Por Armando Chaguaceda

 

A propósito de um artigo e de certas ofensas.

Há não muito tempo o escritor Arturo Arango publicou no diário espanhol El País o artigo «Cuba: los responsables del futuro» [«Cuba: os responsáveis do futuro»], um texto que, depois de reconhecer a diversidade intrínseca do tecido social cubano e a sua pluralidade cultural e ideológica, dava conta de certas atitudes do Estado e da população cubana perante as exigências e as mutações da actualidade. O artigo, que apresentava de maneira inequívoca (ainda que sempre discutível) certos temas de importância transcendente para a nação cubana, assinalando apostas e tendências, foi de imediato alvo de insultos e depreciações por parte de alguns exilados e de adversários do regime cubano. E provavelmente, ainda que isto não tem sido tema de notícias, o texto provocou desconforto a vários burocratas da ilha.

phplsgqcl-350xO trabalho de Arturo chegou numa altura em que a polarização das semanas passadas parece ter baixado de tom, graças à intermediação da hierarquia eclesiástica para que cessassem as manifestações de protesto e fossem libertados os presos doentes. Essa intermediação parece ter encontrado ouvidos atentos no governo cubano e ter aberto vias de diálogo particularmente importantes hoje e, sobretudo, no futuro próximo. Aquele artigo foi mais um num fluxo infindável de cartas, manifestos, análises e contracampanhas, que saturaram o ciberespaço ao longo do ano e cujas atitudes de demonização ou de apologia do regime cubano (que pouco diferem tanto no estilo como na argumentação) mal deixaram lugar para perspectivas desapaixonadas (no bom sentido) e inspiradoras como são as do artigo de Arango.

A dado passo, o autor mostra a existência de dois grandes grupos, os que aspiram a restabelecer o capitalismo e os que preferem remodelar ou reformar o sistema actual. E, em seguida, diz que alguns querem manter (conscientemente ou por inércia) um Estado burocrático e centralizado, enquanto outros − entre os quais ele se inclui − acham que o socialismo só é defensável se for democrático. Caberá fazer aqui um primeiro comentário ao que Arturo expôs muito sinteticamente.

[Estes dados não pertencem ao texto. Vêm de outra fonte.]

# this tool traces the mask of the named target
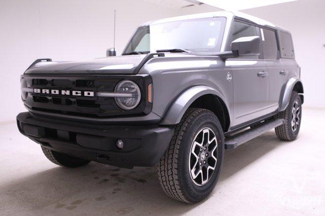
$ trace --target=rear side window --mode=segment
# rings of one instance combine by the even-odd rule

Encarando a questão de maneira mais complexa, podemos sugerir que muitos dos que hoje defendem o modelo actual − a partir dos cargos de poder ou da militância de base − abrem o caminho à instauração do capitalismo, de várias maneiras: ao adiarem ou recusarem soluções socialistas (ampliação das cooperativas, autogestão, planificação democrática, mercado controlado), preferindo a estatização ou a privatização; ao perseguirem e criminalizarem os debates e as iniciativas cívicas (mesmo no interior de instituições e iniciativas oficiais); e ao prepararem, através do nepotismo, da corrupção e da emigração selectiva, a obtenção de postos no empresariado nacional e no mercado mundial como forma de se converterem numa protoburguesia, beneficiando dos apoios e dos recursos do aparelho burocrático.

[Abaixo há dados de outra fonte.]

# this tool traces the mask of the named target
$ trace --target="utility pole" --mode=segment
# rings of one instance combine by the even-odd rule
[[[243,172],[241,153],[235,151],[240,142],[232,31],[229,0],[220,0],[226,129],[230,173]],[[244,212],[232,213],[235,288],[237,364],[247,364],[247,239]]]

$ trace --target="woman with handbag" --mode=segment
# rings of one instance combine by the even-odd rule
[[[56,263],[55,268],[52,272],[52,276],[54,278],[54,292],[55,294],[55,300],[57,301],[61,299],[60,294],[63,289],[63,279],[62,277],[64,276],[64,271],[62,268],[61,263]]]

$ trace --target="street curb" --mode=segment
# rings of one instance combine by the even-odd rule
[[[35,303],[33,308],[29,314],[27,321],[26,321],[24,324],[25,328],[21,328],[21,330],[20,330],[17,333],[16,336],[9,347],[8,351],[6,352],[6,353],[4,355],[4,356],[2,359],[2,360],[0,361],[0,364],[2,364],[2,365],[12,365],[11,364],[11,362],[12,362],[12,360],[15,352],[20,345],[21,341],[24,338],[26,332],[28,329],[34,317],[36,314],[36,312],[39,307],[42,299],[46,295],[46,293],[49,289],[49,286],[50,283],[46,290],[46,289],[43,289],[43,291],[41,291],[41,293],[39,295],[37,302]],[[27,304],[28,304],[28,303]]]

Arturo coloca a questão das visões maniqueístas a respeito de Cuba, mas, quando exemplifica, põe em causa a visão que reduz a realidade da ilha a um governo monolítico actuando sobre uma massa de cidadãos disciplinados. Sem dúvida que a realidade é mais incerta, pois o pouco que se sabe dos debates convocados em 2007 (cujos resultados oficiais foram, uma vez mais, ocultados), passando pela rudeza das conversas de rua, até aos recentes resultados eleitorais mostra que a dissidência e a insatisfação não pararam de aumentar nos últimos anos.

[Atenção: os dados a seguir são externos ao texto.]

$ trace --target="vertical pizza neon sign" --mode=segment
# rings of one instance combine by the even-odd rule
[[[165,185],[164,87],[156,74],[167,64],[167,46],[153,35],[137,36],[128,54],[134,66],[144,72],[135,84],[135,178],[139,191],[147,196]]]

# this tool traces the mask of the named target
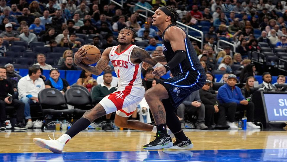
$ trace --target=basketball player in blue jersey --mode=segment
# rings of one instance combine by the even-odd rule
[[[152,16],[152,25],[163,33],[164,54],[153,58],[167,63],[155,68],[152,73],[161,76],[170,70],[173,77],[149,89],[145,95],[158,131],[154,140],[144,146],[145,149],[183,150],[193,147],[182,129],[174,111],[193,92],[203,86],[206,76],[187,34],[176,25],[178,15],[173,8],[162,6]],[[148,66],[144,63],[143,66],[146,69]],[[167,132],[167,125],[176,139],[171,147],[172,142]]]

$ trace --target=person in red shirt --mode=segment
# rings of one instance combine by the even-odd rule
[[[190,12],[190,13],[191,14],[191,16],[198,21],[204,20],[202,14],[198,11],[198,8],[197,5],[194,5],[192,6],[192,10]]]

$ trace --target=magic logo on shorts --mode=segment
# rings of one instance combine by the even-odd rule
[[[178,96],[178,94],[180,92],[180,90],[179,89],[179,88],[178,87],[175,87],[173,88],[172,90],[172,92],[174,92],[175,93],[177,93],[177,94],[176,95],[176,96],[177,97]]]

Mas uma coisa é dar conta da diversidade social e da pluralidade política e outra é reconhecer os factores estruturais que a limitam. Porque, antes de mais, é esse Estado que tem a possibilidade e a responsabilidade de não reprimir a crítica dos cidadãos e de a canalizar em propostas efectivas para melhorar os consumos, os direitos e os comportamentos, em colaboração com a sociedade civil, formal e informal. Neste sentido, parece que no interior das instituições existem duas perspectivas, não explícitas mas visíveis: aquela que aposta em deixar tudo como está e inclusivamente em sabotar as tímidas medidas postas em prática (como sucede com a repartição de terras); e a que estimula o presidente, que prefere avançar cautelosamente e evitar reformas traumáticas ou reversíveis, introduzindo mudanças em áreas chave como a agricultura e os serviços.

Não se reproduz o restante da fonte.